Maka mereka benar-benar turun, tapi tiba-tiba pandangan mereka menjadi gelap.

“Hei.. apa hari sudah malam? Di mana kalian?” salah seorang yang bernama Rasto berteriak.

“Heeiii, kalian di mana,” kali ini Sanusi berteriak.

Demikian juga Hasto dan Sarman. Tapi masing-masing tak bisa menemukan teman-teman mereka. Semuanya seperti terpisah oleh kegelapan yang tiba-tiba menyergap.

Sanusi atau bahkan yang lainya juga berpikir sama. Belum lama mereka berbincang, lalu sepakat untuk turun, tiba-tiba kehilangan satu sama lain? Teriakan demi teriakan mereka seperti terpisah oleh sebuah tabir yang tak bisa tertembus suara.

Tidak saling melihat, apalagi mendengar.

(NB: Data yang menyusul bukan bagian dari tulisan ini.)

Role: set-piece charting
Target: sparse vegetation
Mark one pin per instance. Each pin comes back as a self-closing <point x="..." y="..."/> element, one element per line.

Walau gelap, harusnya bayangan orang itu pasti ada. Tapi mereka hanya melihat bayangan pohon-pohon besar tegak di sekitar mereka, seperti hantu yang siap menerkam.

Lalu mereka masing-masing berusahs untuk berjalan turun. Tapi tanpa disadari, mereka justru sedang berjalan menanjak. Jalan yang dilalui serasa tak begitu berat, kecuali hanya semak-semak yang sebenarnya juga sangat menghambat langkah mereka.

Gelap masih melingkupi suasana, membuat mereka berjalan meraba-raba.

Tiba-tiba kegelapan itu sirna. Sanusi melihat ada empat kawannya berdiri di suatu tempat. Saling berhadapan, saling bertatapan dengan perasaan heran.

“Celaka, kita sudah terkena pengaruh gaib,” Sanusilah yang pertama kali mengatakannya.

“Ini tempat apa?”

“Ya Allah, kita tersesat,”

“Apa berarti kita tidak bisa kembali?”

“Apa Alvin ada di sekitar tempat ini?”

“Jangan-jangan iya.”

“Alviiiiin….”

“Alviiiiiiiin..”

“Bodoh, mengapa kita tidak mencoba menghubungi ponselnya?”

Tapi tak satupun ponsel dari mereka menyala.

“Celaka, bukankah sebelum berangkat aku sudah mengecasnya penuh?”

“Sama, aku juga begitu.”

Tiba-tiba ada yang melempari mereka dengan batu. Memang tidak mengenai tubuh mereka dan menyakitinya, tapi membuat mereka terkejut. Lalu memandang ke sekeliling.

Tak ada siapa-siapa, tapi Sanusi melihat seekor kera agak jauh dari tempat mereka.

“Lihat! Ada kera!” teriaknya.

“Besar sekali, sebesar manusia, tapi kera itu mengapa berjalan terbungkuk-bungkuk?” mereka berbicara pelan.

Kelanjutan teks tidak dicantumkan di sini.